Whitby, North Yorkshire, UK - View looking towards Whitby Abbey and Tate Hill Beach + Tate Hill Pier

Whitby is a well known town on the Yorkshire Coast area of North Yorkshire.

The town is a fishing port, tourist destination and also used to be used for transporting things on Cargo ships until modern ships started getting too big to fit in the harbour.

The town is known for it’s ancient Abbey on the East Cliff, as well as it’s connections to Captain James Cook, the Dracula Story, and having the best Fish & Chips in the world.


The town has a decent sized park which is sandwiched between St. Hilda’s Terrace, Bagdale & Chubb Hill.

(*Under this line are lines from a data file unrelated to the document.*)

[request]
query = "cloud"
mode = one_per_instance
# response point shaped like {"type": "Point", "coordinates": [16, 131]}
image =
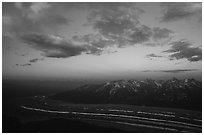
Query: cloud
{"type": "Point", "coordinates": [161, 33]}
{"type": "Point", "coordinates": [57, 47]}
{"type": "Point", "coordinates": [180, 10]}
{"type": "Point", "coordinates": [53, 46]}
{"type": "Point", "coordinates": [152, 55]}
{"type": "Point", "coordinates": [171, 71]}
{"type": "Point", "coordinates": [183, 49]}
{"type": "Point", "coordinates": [120, 22]}
{"type": "Point", "coordinates": [35, 60]}
{"type": "Point", "coordinates": [33, 17]}
{"type": "Point", "coordinates": [24, 65]}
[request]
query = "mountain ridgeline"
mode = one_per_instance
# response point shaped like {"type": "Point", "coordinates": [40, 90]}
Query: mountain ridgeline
{"type": "Point", "coordinates": [186, 94]}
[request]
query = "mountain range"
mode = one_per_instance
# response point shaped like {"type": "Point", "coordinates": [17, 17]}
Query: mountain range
{"type": "Point", "coordinates": [186, 94]}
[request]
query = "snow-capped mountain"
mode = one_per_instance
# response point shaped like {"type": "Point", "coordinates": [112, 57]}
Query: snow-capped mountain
{"type": "Point", "coordinates": [185, 93]}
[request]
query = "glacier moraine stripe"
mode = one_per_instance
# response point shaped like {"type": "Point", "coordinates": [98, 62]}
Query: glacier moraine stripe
{"type": "Point", "coordinates": [115, 115]}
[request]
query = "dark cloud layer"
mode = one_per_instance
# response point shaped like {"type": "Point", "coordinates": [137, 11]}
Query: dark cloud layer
{"type": "Point", "coordinates": [57, 47]}
{"type": "Point", "coordinates": [183, 49]}
{"type": "Point", "coordinates": [152, 55]}
{"type": "Point", "coordinates": [161, 33]}
{"type": "Point", "coordinates": [171, 71]}
{"type": "Point", "coordinates": [180, 10]}
{"type": "Point", "coordinates": [53, 46]}
{"type": "Point", "coordinates": [35, 60]}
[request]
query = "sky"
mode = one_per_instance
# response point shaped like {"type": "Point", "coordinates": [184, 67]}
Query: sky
{"type": "Point", "coordinates": [101, 40]}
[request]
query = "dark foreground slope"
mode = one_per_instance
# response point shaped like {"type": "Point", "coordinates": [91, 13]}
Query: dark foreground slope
{"type": "Point", "coordinates": [176, 93]}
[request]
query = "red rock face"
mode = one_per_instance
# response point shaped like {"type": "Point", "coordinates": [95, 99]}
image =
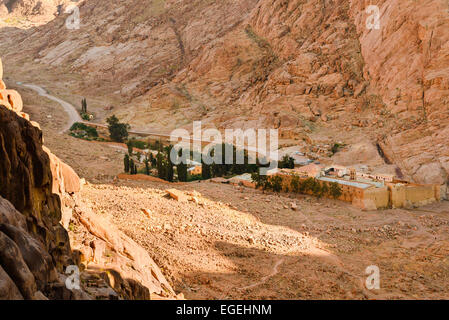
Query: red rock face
{"type": "Point", "coordinates": [38, 198]}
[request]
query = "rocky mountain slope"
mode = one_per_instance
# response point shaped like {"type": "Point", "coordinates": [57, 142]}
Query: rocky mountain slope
{"type": "Point", "coordinates": [45, 227]}
{"type": "Point", "coordinates": [307, 67]}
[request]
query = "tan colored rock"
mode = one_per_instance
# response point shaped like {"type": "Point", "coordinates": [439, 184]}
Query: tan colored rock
{"type": "Point", "coordinates": [177, 195]}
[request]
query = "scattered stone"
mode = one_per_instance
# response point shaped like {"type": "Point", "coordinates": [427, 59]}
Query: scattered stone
{"type": "Point", "coordinates": [177, 195]}
{"type": "Point", "coordinates": [147, 212]}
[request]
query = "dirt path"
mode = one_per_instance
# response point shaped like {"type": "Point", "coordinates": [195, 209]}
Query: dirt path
{"type": "Point", "coordinates": [68, 108]}
{"type": "Point", "coordinates": [238, 243]}
{"type": "Point", "coordinates": [75, 117]}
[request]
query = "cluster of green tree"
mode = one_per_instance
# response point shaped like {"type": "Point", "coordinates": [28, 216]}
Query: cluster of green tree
{"type": "Point", "coordinates": [286, 162]}
{"type": "Point", "coordinates": [84, 114]}
{"type": "Point", "coordinates": [310, 185]}
{"type": "Point", "coordinates": [130, 166]}
{"type": "Point", "coordinates": [164, 165]}
{"type": "Point", "coordinates": [117, 131]}
{"type": "Point", "coordinates": [219, 167]}
{"type": "Point", "coordinates": [82, 131]}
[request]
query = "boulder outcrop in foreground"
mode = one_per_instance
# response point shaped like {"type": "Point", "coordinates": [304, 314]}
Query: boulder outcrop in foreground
{"type": "Point", "coordinates": [38, 201]}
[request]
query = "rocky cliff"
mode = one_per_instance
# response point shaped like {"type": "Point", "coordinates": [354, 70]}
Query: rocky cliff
{"type": "Point", "coordinates": [307, 67]}
{"type": "Point", "coordinates": [45, 227]}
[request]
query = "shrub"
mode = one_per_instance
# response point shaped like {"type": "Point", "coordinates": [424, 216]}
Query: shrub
{"type": "Point", "coordinates": [117, 131]}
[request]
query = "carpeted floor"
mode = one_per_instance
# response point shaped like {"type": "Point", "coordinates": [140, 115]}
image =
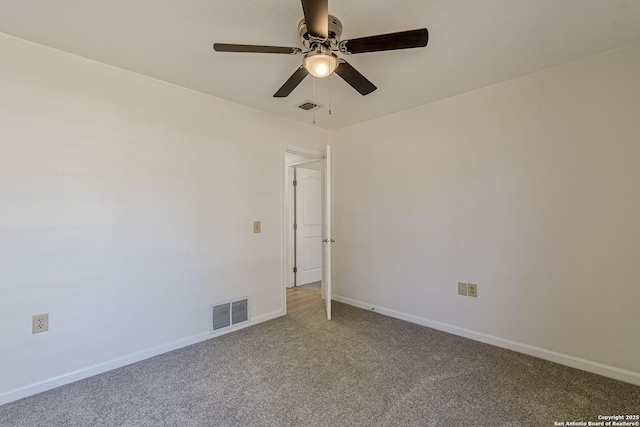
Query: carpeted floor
{"type": "Point", "coordinates": [360, 369]}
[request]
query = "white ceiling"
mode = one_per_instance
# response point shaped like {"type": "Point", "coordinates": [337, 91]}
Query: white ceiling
{"type": "Point", "coordinates": [472, 44]}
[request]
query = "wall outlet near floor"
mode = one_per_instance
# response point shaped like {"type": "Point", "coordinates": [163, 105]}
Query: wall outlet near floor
{"type": "Point", "coordinates": [462, 288]}
{"type": "Point", "coordinates": [40, 323]}
{"type": "Point", "coordinates": [473, 290]}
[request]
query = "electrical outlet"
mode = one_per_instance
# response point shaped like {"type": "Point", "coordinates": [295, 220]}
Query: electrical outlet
{"type": "Point", "coordinates": [473, 290]}
{"type": "Point", "coordinates": [462, 288]}
{"type": "Point", "coordinates": [40, 323]}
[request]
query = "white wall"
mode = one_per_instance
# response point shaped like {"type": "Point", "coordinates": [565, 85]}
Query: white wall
{"type": "Point", "coordinates": [126, 208]}
{"type": "Point", "coordinates": [530, 188]}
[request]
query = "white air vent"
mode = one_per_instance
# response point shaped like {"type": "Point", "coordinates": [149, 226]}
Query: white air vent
{"type": "Point", "coordinates": [227, 314]}
{"type": "Point", "coordinates": [309, 106]}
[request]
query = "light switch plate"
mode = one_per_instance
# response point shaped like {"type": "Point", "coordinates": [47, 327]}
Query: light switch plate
{"type": "Point", "coordinates": [40, 323]}
{"type": "Point", "coordinates": [462, 288]}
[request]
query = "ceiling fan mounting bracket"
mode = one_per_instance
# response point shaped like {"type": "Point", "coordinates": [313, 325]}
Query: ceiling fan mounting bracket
{"type": "Point", "coordinates": [311, 43]}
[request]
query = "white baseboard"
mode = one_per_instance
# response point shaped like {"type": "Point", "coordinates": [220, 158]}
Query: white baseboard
{"type": "Point", "coordinates": [100, 368]}
{"type": "Point", "coordinates": [560, 358]}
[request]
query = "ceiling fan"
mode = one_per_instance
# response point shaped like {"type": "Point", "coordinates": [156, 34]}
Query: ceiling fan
{"type": "Point", "coordinates": [320, 35]}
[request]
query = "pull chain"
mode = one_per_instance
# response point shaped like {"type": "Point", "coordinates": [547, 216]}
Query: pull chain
{"type": "Point", "coordinates": [330, 80]}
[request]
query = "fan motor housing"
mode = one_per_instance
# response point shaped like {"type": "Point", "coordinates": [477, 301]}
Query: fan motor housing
{"type": "Point", "coordinates": [335, 31]}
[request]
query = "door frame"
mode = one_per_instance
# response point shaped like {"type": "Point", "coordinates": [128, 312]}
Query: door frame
{"type": "Point", "coordinates": [306, 155]}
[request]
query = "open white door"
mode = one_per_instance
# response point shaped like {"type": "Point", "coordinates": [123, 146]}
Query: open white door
{"type": "Point", "coordinates": [327, 232]}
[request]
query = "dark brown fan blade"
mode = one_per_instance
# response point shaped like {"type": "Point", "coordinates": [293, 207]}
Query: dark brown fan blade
{"type": "Point", "coordinates": [224, 47]}
{"type": "Point", "coordinates": [354, 78]}
{"type": "Point", "coordinates": [393, 41]}
{"type": "Point", "coordinates": [316, 15]}
{"type": "Point", "coordinates": [295, 79]}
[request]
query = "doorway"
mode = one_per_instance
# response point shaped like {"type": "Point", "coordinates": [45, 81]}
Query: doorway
{"type": "Point", "coordinates": [303, 223]}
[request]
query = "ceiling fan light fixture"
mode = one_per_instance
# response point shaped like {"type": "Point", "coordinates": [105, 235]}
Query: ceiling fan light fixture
{"type": "Point", "coordinates": [321, 63]}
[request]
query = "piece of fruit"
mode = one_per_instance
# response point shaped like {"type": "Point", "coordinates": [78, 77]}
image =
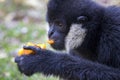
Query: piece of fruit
{"type": "Point", "coordinates": [25, 52]}
{"type": "Point", "coordinates": [50, 41]}
{"type": "Point", "coordinates": [42, 46]}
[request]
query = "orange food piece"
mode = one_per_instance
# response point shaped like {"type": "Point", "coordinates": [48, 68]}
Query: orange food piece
{"type": "Point", "coordinates": [24, 52]}
{"type": "Point", "coordinates": [42, 46]}
{"type": "Point", "coordinates": [50, 41]}
{"type": "Point", "coordinates": [30, 44]}
{"type": "Point", "coordinates": [27, 52]}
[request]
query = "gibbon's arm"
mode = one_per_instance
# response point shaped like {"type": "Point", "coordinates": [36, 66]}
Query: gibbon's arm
{"type": "Point", "coordinates": [64, 65]}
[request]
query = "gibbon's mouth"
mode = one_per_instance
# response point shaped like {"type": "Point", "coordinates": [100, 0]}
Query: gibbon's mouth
{"type": "Point", "coordinates": [58, 45]}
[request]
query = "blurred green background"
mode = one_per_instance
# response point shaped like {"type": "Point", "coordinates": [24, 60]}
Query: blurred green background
{"type": "Point", "coordinates": [23, 21]}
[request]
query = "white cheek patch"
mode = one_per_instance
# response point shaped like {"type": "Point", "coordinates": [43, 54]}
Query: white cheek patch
{"type": "Point", "coordinates": [75, 36]}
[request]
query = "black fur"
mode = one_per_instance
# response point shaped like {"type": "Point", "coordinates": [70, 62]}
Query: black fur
{"type": "Point", "coordinates": [98, 57]}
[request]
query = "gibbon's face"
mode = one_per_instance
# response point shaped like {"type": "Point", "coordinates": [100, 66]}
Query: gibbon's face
{"type": "Point", "coordinates": [66, 37]}
{"type": "Point", "coordinates": [58, 31]}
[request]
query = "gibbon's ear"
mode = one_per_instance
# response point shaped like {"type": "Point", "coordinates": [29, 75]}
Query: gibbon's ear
{"type": "Point", "coordinates": [82, 19]}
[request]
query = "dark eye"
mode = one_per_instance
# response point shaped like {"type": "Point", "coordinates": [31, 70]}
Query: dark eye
{"type": "Point", "coordinates": [60, 25]}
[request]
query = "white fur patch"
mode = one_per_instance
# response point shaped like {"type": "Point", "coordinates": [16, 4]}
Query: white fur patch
{"type": "Point", "coordinates": [75, 36]}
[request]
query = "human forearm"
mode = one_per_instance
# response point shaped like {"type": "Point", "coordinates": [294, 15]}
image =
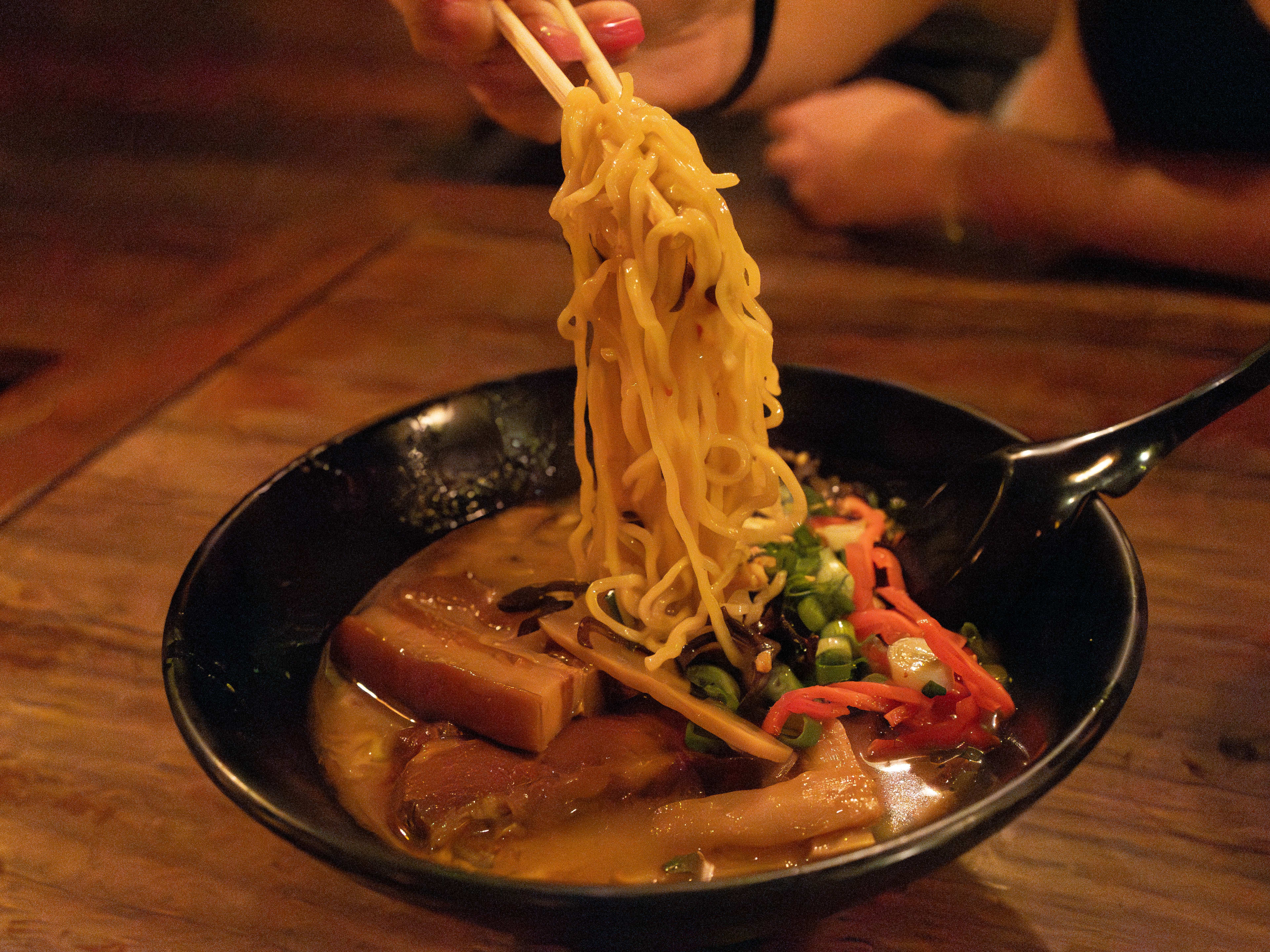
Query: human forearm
{"type": "Point", "coordinates": [1198, 213]}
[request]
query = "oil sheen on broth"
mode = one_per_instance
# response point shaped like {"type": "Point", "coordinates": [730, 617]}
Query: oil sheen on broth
{"type": "Point", "coordinates": [616, 836]}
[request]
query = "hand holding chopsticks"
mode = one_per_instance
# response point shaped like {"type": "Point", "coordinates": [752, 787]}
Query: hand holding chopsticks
{"type": "Point", "coordinates": [547, 69]}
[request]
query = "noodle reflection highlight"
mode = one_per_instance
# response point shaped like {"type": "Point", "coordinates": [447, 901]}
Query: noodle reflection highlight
{"type": "Point", "coordinates": [676, 382]}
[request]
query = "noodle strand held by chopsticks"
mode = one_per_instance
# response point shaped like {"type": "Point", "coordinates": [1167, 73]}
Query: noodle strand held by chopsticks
{"type": "Point", "coordinates": [676, 381]}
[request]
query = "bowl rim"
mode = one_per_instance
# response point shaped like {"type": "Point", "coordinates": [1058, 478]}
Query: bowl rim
{"type": "Point", "coordinates": [404, 870]}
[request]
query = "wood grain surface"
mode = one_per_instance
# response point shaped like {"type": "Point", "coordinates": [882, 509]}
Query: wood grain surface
{"type": "Point", "coordinates": [220, 315]}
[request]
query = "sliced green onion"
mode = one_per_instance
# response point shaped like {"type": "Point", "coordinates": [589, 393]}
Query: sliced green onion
{"type": "Point", "coordinates": [832, 673]}
{"type": "Point", "coordinates": [812, 614]}
{"type": "Point", "coordinates": [780, 681]}
{"type": "Point", "coordinates": [801, 735]}
{"type": "Point", "coordinates": [841, 629]}
{"type": "Point", "coordinates": [715, 683]}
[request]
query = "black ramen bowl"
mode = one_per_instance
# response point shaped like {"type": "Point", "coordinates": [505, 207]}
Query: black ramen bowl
{"type": "Point", "coordinates": [258, 600]}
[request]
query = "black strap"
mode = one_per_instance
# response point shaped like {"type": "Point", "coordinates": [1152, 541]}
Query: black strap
{"type": "Point", "coordinates": [765, 12]}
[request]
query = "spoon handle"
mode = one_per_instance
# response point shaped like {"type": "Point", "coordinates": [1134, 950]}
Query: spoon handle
{"type": "Point", "coordinates": [1132, 449]}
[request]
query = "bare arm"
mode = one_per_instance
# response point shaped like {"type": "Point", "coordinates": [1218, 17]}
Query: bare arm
{"type": "Point", "coordinates": [1205, 214]}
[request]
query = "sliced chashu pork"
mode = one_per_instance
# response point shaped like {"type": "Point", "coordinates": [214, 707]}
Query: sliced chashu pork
{"type": "Point", "coordinates": [441, 649]}
{"type": "Point", "coordinates": [452, 786]}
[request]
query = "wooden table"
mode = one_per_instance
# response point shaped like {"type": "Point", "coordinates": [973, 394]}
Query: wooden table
{"type": "Point", "coordinates": [240, 314]}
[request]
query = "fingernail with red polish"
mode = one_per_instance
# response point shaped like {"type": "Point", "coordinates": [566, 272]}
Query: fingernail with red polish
{"type": "Point", "coordinates": [619, 35]}
{"type": "Point", "coordinates": [559, 42]}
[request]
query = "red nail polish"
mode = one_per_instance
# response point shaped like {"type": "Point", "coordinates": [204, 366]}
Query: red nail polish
{"type": "Point", "coordinates": [619, 35]}
{"type": "Point", "coordinates": [559, 42]}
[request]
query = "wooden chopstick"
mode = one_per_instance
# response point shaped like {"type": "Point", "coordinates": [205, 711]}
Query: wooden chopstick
{"type": "Point", "coordinates": [547, 69]}
{"type": "Point", "coordinates": [597, 66]}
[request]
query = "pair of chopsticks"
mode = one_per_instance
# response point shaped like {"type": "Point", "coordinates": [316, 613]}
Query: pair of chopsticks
{"type": "Point", "coordinates": [547, 69]}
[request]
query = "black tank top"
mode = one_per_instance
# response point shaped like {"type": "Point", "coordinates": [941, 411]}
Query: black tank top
{"type": "Point", "coordinates": [1188, 75]}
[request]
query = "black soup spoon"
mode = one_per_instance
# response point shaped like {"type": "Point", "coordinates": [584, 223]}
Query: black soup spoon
{"type": "Point", "coordinates": [981, 535]}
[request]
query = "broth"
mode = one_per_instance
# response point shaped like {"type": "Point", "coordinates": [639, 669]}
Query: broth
{"type": "Point", "coordinates": [594, 841]}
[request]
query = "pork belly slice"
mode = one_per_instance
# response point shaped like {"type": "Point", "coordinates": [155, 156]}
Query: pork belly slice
{"type": "Point", "coordinates": [444, 658]}
{"type": "Point", "coordinates": [474, 791]}
{"type": "Point", "coordinates": [831, 794]}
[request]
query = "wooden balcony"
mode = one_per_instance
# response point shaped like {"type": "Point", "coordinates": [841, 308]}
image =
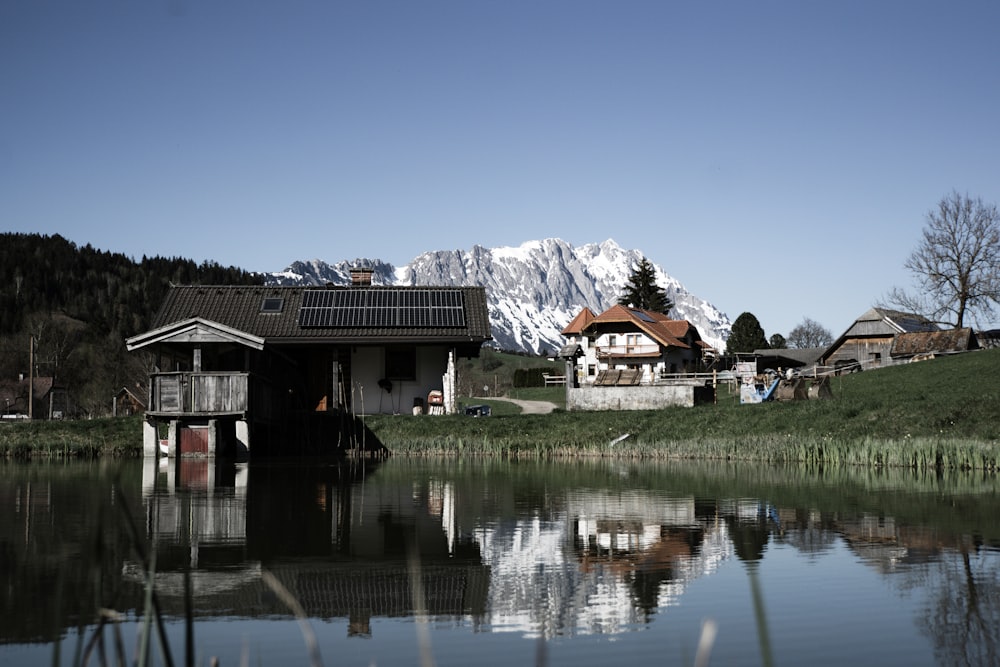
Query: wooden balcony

Inside Pannett Park you will also find the town’s Museum and Art Gallery.

The town is split in two by the River Esk, with the halves known as the “East Side” and “West Side”, or “East Cliff” and “West Cliff”.

They are joined in town by two bridges, the Swing Bridge (1909) and a newer high level bridge opened in the early 1980’s. There is another bridge further upstream in the village of Ruswarp, next to the Station.

The harbour has 4 Piers, with the larger “West Pier” and “East Pier” having recently been restored in 2019/2020 after a long campaign by locals to save them.

They feature 2 long extensions jutting out into the North Sea, and 2 old stone lighthouses.

There are 2 smaller piers inside the harbour, with “Tate Hill Pier” being next to “Tate Hill Beach” which connects to the East Pier, and mentioned in the Dracula story by Bram Stoker.

The other one is the “Lifeboat Pier”, which as the name suggests is next to the RNLI’s lifeboat station.